Igor Szpotakowski is a Lecturer (Assistant Professor) in Intellectual Property Law at the School of Law of the University of Leeds. Member of the research team in the project “Mapping Contracts and Licenses around Large Generative Models: private ordering and innovation.” Igor held the position of Visiting Scholar at Peking University (2024), where he researched regulations on Generative AI in China. Previously, he worked at the University of Edinburgh and was a PhD candidate and Deputy Convenor of the Law and Futures Research Group at Newcastle University. He was a Yenching Scholar at Peking University and served as the Principal Investigator for the project “Supply of Services Contracts in Private Law of the People’s Republic of China: Codification in the Era of Decodification” (2020–2024) at Jagiellonian University. Igor’s areas of expertise span across Copyright Law, AI Regulation, Data Protection, and Comparative Private Law.

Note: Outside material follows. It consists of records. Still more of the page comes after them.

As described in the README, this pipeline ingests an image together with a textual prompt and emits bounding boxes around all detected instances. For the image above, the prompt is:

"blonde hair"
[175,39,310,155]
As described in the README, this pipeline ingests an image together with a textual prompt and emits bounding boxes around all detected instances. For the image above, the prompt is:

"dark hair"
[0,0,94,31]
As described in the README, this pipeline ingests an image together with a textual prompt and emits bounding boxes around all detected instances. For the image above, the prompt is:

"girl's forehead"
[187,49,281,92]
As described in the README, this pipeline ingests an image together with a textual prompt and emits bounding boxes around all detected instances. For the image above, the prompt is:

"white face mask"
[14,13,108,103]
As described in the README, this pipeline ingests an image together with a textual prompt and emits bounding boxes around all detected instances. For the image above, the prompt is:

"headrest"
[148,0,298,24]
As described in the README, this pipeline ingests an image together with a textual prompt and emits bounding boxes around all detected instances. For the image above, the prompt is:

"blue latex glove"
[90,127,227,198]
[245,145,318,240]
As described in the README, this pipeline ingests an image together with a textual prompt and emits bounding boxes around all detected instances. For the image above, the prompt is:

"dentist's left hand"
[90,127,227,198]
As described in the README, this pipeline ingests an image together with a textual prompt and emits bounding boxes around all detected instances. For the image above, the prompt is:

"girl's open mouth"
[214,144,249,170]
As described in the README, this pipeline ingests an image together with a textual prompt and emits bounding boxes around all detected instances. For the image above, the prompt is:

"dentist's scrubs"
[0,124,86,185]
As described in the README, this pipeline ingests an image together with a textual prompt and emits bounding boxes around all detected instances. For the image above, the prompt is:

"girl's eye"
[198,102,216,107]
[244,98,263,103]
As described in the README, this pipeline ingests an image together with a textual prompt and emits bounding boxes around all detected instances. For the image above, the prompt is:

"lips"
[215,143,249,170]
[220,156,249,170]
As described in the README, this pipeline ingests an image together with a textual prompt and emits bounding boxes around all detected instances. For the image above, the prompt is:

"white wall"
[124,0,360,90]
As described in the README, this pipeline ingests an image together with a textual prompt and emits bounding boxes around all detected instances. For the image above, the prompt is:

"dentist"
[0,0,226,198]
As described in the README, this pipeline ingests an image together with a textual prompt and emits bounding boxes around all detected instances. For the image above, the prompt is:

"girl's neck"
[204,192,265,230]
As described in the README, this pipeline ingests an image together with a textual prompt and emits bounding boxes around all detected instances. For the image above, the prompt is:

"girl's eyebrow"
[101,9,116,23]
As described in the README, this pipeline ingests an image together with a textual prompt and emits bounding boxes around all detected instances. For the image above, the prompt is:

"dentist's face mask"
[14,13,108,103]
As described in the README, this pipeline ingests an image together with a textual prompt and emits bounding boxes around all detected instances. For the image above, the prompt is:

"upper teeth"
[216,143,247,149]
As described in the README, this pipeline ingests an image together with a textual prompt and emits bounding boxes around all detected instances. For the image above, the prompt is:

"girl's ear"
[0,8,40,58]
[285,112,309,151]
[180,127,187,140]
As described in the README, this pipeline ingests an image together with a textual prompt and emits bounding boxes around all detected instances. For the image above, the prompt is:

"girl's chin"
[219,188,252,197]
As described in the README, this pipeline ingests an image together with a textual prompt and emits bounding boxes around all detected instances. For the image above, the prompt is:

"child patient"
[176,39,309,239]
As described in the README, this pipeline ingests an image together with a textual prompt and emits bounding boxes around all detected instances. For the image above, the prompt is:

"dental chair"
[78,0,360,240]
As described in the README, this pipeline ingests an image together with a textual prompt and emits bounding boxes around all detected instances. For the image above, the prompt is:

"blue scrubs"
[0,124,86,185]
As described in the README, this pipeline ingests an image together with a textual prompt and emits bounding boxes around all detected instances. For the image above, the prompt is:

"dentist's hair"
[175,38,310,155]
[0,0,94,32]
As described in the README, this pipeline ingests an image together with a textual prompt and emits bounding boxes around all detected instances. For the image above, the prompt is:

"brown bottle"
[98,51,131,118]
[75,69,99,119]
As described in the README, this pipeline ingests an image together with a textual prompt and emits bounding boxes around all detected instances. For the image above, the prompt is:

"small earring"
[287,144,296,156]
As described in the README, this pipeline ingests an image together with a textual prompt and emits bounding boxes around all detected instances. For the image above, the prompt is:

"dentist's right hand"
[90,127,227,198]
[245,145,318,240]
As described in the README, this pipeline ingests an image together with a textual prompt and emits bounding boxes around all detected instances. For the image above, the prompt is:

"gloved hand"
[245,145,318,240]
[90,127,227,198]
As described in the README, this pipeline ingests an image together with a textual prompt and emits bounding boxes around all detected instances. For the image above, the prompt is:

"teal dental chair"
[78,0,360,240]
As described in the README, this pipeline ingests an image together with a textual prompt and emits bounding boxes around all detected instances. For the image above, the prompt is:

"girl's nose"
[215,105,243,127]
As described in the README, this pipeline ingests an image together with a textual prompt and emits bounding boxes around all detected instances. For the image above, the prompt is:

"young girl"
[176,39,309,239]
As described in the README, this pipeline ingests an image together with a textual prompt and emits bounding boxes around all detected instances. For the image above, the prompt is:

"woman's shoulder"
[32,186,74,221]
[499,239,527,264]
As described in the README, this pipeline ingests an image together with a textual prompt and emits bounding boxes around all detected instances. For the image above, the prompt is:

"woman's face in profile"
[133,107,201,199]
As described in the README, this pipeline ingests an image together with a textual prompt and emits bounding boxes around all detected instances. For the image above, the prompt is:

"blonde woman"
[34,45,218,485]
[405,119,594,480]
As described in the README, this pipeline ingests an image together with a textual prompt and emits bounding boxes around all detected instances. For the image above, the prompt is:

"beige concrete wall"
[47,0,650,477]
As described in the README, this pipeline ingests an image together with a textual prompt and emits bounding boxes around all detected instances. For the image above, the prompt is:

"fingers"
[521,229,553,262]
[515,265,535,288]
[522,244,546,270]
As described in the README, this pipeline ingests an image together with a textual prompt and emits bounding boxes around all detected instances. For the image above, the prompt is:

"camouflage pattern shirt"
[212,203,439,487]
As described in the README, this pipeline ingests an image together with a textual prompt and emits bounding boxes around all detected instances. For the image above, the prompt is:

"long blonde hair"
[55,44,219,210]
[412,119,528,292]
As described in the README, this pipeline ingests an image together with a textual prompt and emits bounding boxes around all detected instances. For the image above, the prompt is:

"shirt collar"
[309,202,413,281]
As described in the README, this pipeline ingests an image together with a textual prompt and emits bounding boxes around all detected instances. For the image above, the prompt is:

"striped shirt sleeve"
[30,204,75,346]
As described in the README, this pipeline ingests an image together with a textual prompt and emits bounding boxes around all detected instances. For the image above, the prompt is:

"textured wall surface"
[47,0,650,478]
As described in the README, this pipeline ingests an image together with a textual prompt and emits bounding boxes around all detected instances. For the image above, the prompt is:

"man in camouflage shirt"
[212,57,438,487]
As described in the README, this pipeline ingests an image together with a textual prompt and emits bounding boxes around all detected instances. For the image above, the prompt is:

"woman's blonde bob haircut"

Gabriele Cifrodelli is a PhD candidate and Research and Teaching Assistant at the University of Glasgow, CREATe Centre. His research interests mostly lie in the intersection between Intellectual Property, Technology and Innovation. Gabriele is the Convenor of the IP Reading Group in CREATe and Coordinating Board Member of SCOTLIN – Scottish Law and Innovation Network. He holds a LLM in Intellectual Property and Digital Economy at the University of Glasgow, and his dissertation “Patent System and Artificial Intelligence: Towards a New Concept of Inventorship?” has been awarded as one of the Outstanding LLM Dissertations in 2021. Gabriele is also a Law Graduate from the University of Trento where his dissertation “Can you patent the sun? The Covid-19 Vaccine as a chance to rethink the relationship between Intellectual Property and Commons” has been recognized as one of the Outstanding Dissertations in the Open Science Field written in the years 2020–2021–2022.
Joséphine Sangaré, LL.M. Joining CREATe in 2022, Joséphine is a PhD researcher, and tutor for law and sociology at the University of Glasgow. Her research focusses on information and communication technology, infrastructure integrity, public-private partnerships, and global knowledge. Joséphine holds an LLM. in International Law and Security Studies (University of Strathclyde) and a B.A.(Hons) in Law and Political Science (Leibniz University Hanover).
Dr James Stewart is a Lecturer in Science and Technology Studies at the University of Edinburgh. He specialises in use, adoption, development and governance of ICTs across a range of contexts, with a recent focus on data-enabled computational systems such as “AI.” He has published on fields such as user and policy aspects of elder care technology, the internet in Science, Government use of targeted advertising, digital games and play, innovation and governance of Chinese telecommunications, and the digital divide.